La méthode de tirage en croix celtique pour l’introspection

Il existe de nombreux types de tirages, plus ou moins complexes. Le plus accessible pour débuter reste le tirage à trois cartes, disposées de gauche à droite après avoir mélangé le jeu et sélectionné intuitivement les cartes qui « appellent ». Plusieurs grilles de lecture sont possibles pour ces trois cartes :

  • Le passé, le présent, le futur
  • La situation présente, l’action à mener, le résultat probable de cette action
  • Sa propre représentation, celle d’une autre personne, et la relation entre les deux
  • La force en présence, la faiblesse à surmonter, le conseil à retenir

Des tirages plus élaborés, comme la croix celtique, permettent d’explorer un plus grand nombre de dimensions d’une situation – contexte, obstacles, influences passées et futures, espoirs et craintes – offrant une cartographie plus fine pour l’introspection. Le défi de la lecture consiste toujours à faire le lien entre les cartes tirées, chaque tirage fonctionnant comme la projection symbolique d’une situation dont il revient au consultant de décoder le sens.

Les limites méthodologiques et critiques scientifiques du tarot thérapeutique

Il convient d’être clair sur ce point : aucune étude sérieuse n’a démontré que les cartes de tarot possèdent une capacité à révéler des événements futurs précis. Il n’existe pas de mécanisme connu qui permettrait à un jeu de cartes de « savoir » ce qui va se passer dans une vie. Sur ce plan strictement factuel, le tarot ne prédit rien au sens où un thermomètre mesure une température.

Cette limite tient aussi à la nature même de l’avenir humain. Une vie est le résultat d’une multitude de facteurs en interaction permanente – circonstances extérieures, relations, décisions passées, hasards – auxquels s’ajoute une variable qu’aucun système ne peut calculer à l’avance : ce que l’être humain va décider de faire de sa liberté. Le libre arbitre est libre par définition, et donc, par définition, imprévisible : si l’on pouvait deviner avec certitude ce qu’une personne va choisir dans une situation de véritable liberté, ce choix ne serait plus vraiment libre. Aucun outil, aussi subtil soit-il, ne peut anticiper ce sursaut proprement humain qui échappe au calcul.
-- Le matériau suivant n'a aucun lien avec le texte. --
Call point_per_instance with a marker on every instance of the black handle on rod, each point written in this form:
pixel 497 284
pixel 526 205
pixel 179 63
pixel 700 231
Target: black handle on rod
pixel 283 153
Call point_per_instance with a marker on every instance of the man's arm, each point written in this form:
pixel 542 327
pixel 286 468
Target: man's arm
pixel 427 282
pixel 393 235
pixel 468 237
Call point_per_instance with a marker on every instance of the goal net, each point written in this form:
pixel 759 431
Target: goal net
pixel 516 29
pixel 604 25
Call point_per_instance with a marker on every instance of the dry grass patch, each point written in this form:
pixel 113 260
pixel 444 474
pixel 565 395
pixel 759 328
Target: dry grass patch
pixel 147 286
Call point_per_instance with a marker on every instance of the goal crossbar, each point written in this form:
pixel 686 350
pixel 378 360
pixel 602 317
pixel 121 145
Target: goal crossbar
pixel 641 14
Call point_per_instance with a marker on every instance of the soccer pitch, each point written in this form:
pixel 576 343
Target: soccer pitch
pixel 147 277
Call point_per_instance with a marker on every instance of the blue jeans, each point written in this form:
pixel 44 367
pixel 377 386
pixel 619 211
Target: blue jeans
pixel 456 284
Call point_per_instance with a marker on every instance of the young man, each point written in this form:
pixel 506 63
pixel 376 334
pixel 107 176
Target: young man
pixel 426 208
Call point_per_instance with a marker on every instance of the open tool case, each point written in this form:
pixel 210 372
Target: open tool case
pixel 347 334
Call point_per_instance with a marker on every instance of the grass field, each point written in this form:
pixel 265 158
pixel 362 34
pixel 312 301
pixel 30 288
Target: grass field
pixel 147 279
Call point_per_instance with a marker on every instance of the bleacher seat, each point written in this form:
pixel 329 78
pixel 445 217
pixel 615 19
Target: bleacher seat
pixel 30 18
C’est précisément dans cette limite que le tarot trouve sa juste place et se révèle, paradoxalement, être un outil assez rationnel : il n’aide pas à dévoiler un futur figé, mais à repérer les tensions latentes, les schémas qui se répètent, les zones d’ombre qu’on préfère parfois ne pas regarder en face. En mettant en lumière des éléments présents – souvent déjà perceptibles mais non formulés -, il fonctionne un peu comme une carte marine qui signale des récifs sans pour autant dicter la route que le navigateur choisira de suivre. Le tarologue Salvatore Costanzo résume bien cette fonction :

Le tarot est comme une torche enflammée qui aide à s’orienter dans la forêt de pensées. Tu découvres ton blocage et tu as les outils pour faire remarcher la mécanique.

Il précise également qu’aucun changement profond ne s’opère dans la précipitation : le travail d’introspection que permet le tarot s’inscrit nécessairement dans la durée.

Le mat et la quête existentielle du sens de la vie

Carte non numérotée ou numérotée zéro selon les jeux, Le Mat occupe une place à part dans le tarot : il représente le voyageur, celui qui avance sans certitude, porté par une forme de confiance dans le chemin lui-même plutôt que dans une destination connue à l’avance. Cette figure archétypale résume assez bien ce que le tarot peut offrir sur le plan psychologique : non pas la promesse d’un futur écrit et déchiffrable, mais un accompagnement dans la traversée de l’incertitude. Le Mat rappelle que la quête de sens ne se résout jamais définitivement – elle se poursuit, étape après étape, à travers les mêmes questions fondamentales que posent, à leur manière, chacun des 21 arcanes qui l’entourent.